Литмир - Электронная Библиотека

   — Тильзит, — хрипло кричал Сипаев, — позор! Фридланд — поражение! Да-с.

   — Фридланд — ошибка в выборе позиции и славнейший день всей кампании.

   — Славнейший! Бреши! Ты вот спроси у атаманца, что после-то было. Бегство, позор. Да... Вот спроси, спроси Зазерскова.

   — Что я буду спрашивать, — громовым голосом на всю избу кричал Луковкин, — российская победоносная армия никогда не бежала. А что позиция была выбрана плохо...

   — Нет. Не позиция, а то, что рано нам с Бонапартием биться — он сила!

   — Однако в Италии мы били его. Сам был, знаешь.

   — Эка хватил: в Италии! В Италии Александр Васильевич Суворов — сила был. Сокол!

   — А нонеча — Платов.

   — Платов и Суворов? Атаманы-молодцы, послушайте — ну, не спятил ли старец с ума?

   — Спятил?! Ты глаза-то налил да и говоришь: «Спятил!»

   — Не ты подносил; своё пил.

   — А ты пей, да разум не теряй. Суворов — это гений на весь мир!

   — Постой, Суворову-то что, лет семьдесят было, да притом он русский, ему ход давали, а Платов опальный, да ещё казак.

   —  Это верно, — сказал Зазерсков, — казаку ходу нет и не будет.

   — Бреши! Ермака Тимофеевича за Сибирь Доном пожаловали!

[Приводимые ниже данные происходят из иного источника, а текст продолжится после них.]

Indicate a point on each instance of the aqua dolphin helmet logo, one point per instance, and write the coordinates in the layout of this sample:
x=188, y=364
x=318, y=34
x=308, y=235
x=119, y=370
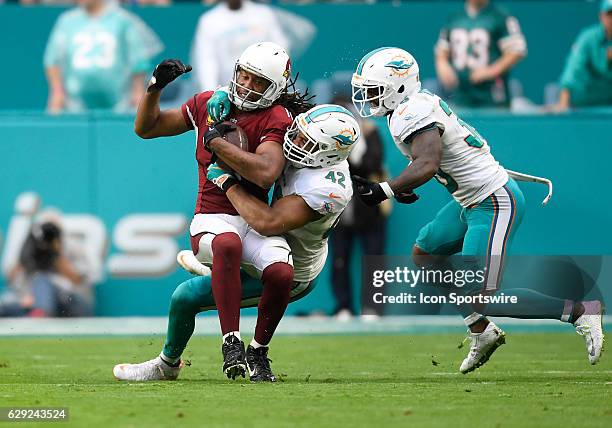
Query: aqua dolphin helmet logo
x=399, y=65
x=345, y=138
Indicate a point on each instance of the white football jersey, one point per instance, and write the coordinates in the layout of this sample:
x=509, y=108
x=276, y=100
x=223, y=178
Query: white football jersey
x=468, y=169
x=327, y=191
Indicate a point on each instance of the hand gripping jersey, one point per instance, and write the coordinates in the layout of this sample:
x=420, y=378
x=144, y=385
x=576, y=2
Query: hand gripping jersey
x=467, y=170
x=260, y=125
x=327, y=191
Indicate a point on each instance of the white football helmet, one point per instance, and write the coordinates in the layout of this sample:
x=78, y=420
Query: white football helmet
x=383, y=79
x=323, y=136
x=269, y=61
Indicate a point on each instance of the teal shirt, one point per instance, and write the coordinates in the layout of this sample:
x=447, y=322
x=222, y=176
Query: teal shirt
x=588, y=71
x=478, y=41
x=99, y=55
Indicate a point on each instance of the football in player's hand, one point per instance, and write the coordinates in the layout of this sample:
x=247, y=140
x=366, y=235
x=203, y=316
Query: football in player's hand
x=238, y=138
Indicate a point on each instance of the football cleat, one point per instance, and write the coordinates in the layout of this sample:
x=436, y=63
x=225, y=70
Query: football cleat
x=191, y=264
x=589, y=325
x=234, y=361
x=155, y=369
x=482, y=347
x=259, y=365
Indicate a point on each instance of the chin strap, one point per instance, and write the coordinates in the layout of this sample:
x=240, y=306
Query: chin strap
x=533, y=179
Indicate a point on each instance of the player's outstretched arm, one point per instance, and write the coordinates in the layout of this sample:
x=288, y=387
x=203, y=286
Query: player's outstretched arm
x=426, y=157
x=288, y=213
x=262, y=167
x=150, y=121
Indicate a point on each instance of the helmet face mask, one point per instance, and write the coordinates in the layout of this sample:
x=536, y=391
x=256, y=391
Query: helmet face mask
x=251, y=99
x=383, y=79
x=323, y=136
x=368, y=97
x=266, y=61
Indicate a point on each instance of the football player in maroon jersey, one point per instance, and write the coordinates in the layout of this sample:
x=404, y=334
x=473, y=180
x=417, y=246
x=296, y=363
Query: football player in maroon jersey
x=262, y=106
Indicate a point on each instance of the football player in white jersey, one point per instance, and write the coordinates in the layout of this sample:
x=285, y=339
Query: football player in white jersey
x=487, y=205
x=309, y=197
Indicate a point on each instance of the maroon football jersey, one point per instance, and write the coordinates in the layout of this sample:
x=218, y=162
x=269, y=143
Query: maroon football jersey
x=259, y=125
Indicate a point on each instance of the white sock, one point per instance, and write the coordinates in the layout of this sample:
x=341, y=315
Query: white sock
x=255, y=344
x=170, y=361
x=232, y=333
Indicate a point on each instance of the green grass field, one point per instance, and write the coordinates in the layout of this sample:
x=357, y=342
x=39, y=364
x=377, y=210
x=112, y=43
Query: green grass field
x=541, y=380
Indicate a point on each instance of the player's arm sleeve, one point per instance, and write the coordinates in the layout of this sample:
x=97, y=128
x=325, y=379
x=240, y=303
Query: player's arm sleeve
x=194, y=109
x=142, y=45
x=511, y=37
x=575, y=65
x=204, y=57
x=55, y=50
x=276, y=126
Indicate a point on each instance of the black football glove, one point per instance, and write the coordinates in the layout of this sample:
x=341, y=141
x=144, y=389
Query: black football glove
x=373, y=193
x=165, y=72
x=218, y=129
x=370, y=193
x=407, y=197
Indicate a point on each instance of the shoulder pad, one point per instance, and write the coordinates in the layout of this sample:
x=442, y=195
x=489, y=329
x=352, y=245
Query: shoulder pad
x=412, y=114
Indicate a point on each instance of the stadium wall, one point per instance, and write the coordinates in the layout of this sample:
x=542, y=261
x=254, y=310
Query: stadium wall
x=133, y=198
x=344, y=34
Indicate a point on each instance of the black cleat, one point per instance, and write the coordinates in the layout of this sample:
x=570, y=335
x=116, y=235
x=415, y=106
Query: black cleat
x=259, y=365
x=234, y=362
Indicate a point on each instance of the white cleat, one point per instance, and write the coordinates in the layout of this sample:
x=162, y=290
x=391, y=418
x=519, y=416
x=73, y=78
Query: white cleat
x=191, y=264
x=589, y=325
x=155, y=369
x=482, y=347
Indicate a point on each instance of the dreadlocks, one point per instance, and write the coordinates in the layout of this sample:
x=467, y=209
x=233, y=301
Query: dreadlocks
x=293, y=100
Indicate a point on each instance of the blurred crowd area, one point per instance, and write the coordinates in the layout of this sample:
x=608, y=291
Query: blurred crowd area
x=205, y=2
x=100, y=54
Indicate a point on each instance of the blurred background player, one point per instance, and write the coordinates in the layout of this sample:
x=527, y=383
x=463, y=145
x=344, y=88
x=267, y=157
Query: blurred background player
x=358, y=221
x=97, y=57
x=262, y=107
x=475, y=52
x=308, y=200
x=587, y=77
x=45, y=282
x=487, y=206
x=227, y=29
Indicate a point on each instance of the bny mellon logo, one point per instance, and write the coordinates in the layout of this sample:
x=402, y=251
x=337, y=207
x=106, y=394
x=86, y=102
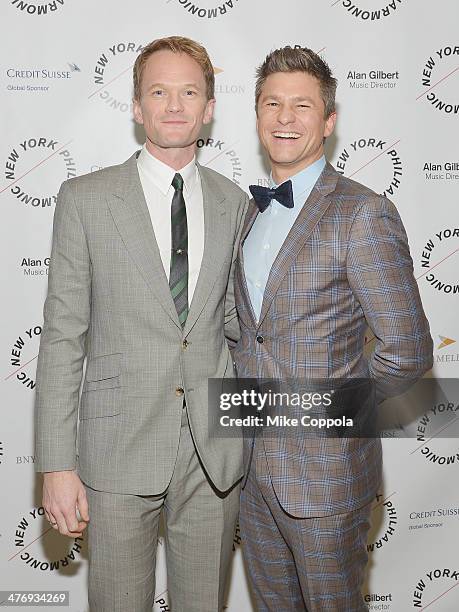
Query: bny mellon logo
x=444, y=341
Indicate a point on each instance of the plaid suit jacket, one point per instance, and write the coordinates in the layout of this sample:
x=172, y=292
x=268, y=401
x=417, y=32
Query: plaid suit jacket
x=345, y=264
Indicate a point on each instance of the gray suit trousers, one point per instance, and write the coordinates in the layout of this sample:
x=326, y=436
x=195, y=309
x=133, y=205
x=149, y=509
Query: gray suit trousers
x=199, y=526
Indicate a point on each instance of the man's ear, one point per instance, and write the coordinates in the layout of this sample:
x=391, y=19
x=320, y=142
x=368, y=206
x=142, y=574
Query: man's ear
x=137, y=109
x=330, y=123
x=209, y=111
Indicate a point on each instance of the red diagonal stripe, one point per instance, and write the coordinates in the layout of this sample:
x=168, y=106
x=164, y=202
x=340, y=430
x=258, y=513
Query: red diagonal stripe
x=36, y=166
x=440, y=596
x=435, y=84
x=373, y=159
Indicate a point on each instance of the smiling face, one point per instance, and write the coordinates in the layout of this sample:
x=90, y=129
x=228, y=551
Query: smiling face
x=173, y=106
x=291, y=123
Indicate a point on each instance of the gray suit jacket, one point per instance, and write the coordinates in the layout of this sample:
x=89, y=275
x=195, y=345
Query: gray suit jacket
x=109, y=300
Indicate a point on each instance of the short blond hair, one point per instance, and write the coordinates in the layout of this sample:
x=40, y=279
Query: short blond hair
x=176, y=44
x=299, y=59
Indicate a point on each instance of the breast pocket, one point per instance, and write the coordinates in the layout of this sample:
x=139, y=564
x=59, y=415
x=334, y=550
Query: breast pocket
x=102, y=387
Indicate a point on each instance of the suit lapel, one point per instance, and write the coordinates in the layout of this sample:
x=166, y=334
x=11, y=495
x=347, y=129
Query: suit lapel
x=309, y=216
x=251, y=215
x=215, y=234
x=132, y=218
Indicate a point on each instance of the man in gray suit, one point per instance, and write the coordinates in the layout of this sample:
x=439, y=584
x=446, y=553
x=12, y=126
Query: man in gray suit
x=140, y=283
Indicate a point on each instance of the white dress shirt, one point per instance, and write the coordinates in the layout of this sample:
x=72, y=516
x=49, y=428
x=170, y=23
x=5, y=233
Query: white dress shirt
x=270, y=230
x=156, y=179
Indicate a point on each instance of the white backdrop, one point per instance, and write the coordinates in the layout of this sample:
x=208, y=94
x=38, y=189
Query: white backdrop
x=65, y=76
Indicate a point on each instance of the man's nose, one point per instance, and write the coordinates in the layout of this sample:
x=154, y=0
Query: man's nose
x=174, y=103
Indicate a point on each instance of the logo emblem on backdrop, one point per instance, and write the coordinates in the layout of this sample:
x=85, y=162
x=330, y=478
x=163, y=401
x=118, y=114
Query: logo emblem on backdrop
x=365, y=11
x=383, y=522
x=373, y=79
x=222, y=156
x=435, y=584
x=206, y=9
x=112, y=76
x=22, y=356
x=439, y=90
x=38, y=79
x=35, y=267
x=444, y=341
x=447, y=171
x=441, y=421
x=438, y=264
x=370, y=157
x=39, y=8
x=31, y=169
x=31, y=532
x=443, y=356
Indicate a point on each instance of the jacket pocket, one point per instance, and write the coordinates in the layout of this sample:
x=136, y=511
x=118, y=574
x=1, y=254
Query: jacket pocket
x=103, y=372
x=101, y=388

   — Да видал он его? А? А где выборный атаман? Пугачёв-то чего боялся, забыл? В регулярство писать думали.

   — Фармазон!

   — Нет, коли на то пошло — сам ты фармазон. Сейчас видать верховую сипу[4].

   — Эй, Алексей Николаевич, зачем лаешься — грех.

И долго ещё шумели бы казачьи половники, да дверь отворилась, впустив за собою струю пара, и черноволосый и черноусый, в зелёном мундире с Екатерининской медалью на шее, вошёл генерал-майор Иван Кузьмич Крутов. Сняв папаху, запорошённую снегом, с чёрной головы, он весело крикнул:

   — Замолчи, честная станица!

Спорщики замолчали и поднялись навстречу лихому донскому генералу.

   — А, ваше превосходительство, честь и место!

   — Манжате[5] и пивате?

   — Есть немного. Не побрезгуйте, ваше превосходительство. Эй! Марья Сергеевна — вина!

   — Челом бью хозяйке, — сказал Крутов и поклонился в пояс жене Луковкина.

   — Ну, что, по старине? Чарочка-каточек?..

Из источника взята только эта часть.